Two summers ago, when I was trying to install the bedroom air conditioner myself and nearly plummeted to a gory death on the sidewalk below, I missed my ex. I missed him enough to yell some REALLY CHOICE EPITHETS to the neighborhood as I crawled backward on the front porch roof, scraping my tummy on the asphalt shingles, back into the relative safety of my bedroom. Charmingly original things like: “#$!@ YOU, [INSERT NAME OF EX-HUSBAND] [REPEAT AS NECESSARY]!”
Because the air conditioners? THAT is the kind of thing HE would have taken care of. And when THOSE THINGS go wrong, and I barely escape death, I GET A LITTLE CRANKY.

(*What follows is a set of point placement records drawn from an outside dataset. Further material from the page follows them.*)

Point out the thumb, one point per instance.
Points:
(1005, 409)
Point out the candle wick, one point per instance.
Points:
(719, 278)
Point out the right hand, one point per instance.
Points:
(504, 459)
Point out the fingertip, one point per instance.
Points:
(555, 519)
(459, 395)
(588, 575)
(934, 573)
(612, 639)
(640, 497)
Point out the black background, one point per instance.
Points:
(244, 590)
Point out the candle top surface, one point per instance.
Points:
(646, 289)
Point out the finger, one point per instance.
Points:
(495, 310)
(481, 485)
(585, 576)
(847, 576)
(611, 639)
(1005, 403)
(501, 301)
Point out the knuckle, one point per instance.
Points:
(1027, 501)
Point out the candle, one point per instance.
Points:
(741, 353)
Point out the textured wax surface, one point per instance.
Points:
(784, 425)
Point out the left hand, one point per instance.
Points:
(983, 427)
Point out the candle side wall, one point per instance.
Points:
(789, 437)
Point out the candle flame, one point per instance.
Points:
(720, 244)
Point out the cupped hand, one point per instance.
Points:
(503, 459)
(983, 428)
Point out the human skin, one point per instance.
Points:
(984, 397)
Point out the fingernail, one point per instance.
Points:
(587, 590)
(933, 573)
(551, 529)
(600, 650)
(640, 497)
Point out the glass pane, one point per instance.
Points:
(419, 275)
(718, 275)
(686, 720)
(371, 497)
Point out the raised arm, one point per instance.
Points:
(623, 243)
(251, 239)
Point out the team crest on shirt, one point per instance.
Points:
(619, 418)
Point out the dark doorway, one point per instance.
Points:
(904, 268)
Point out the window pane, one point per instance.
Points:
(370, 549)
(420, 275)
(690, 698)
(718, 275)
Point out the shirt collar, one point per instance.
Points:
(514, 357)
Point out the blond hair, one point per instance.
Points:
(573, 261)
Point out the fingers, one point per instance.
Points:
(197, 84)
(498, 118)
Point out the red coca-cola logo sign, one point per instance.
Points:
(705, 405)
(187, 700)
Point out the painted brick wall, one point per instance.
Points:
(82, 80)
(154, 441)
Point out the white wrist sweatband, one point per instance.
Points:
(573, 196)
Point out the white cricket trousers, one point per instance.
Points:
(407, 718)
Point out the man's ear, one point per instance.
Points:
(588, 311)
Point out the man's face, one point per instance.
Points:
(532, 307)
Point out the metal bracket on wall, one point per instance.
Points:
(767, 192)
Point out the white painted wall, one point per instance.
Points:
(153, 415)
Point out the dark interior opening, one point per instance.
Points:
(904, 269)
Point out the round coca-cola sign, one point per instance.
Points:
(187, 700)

Yo. Don’t get me wrong. I am a rockin’ cool feminist-humanist-manist-whoeverist. I took Women’s Studies 101, 201 and 346. I left college firmly believing that gender roles were society-defined and archaic. I headed off in Birkenstocks into my grownup life smugly certain that women and men and any other gender who wanted to be a separate gender were all equal to ANY task the world could offer up.
I still believe that, in theory. But sadly, My Individual Self has been a disappointment when it comes to meeting society’s traditionally male challenges. Like, SERIOUSLY PITIFUL. Like, TRY NOT TO LOOK AT THE HOT MESS SNIVELING ON THE FLOOR WITH THE VERIZON INTERNET GUY, “TROUBLESHOOTING.”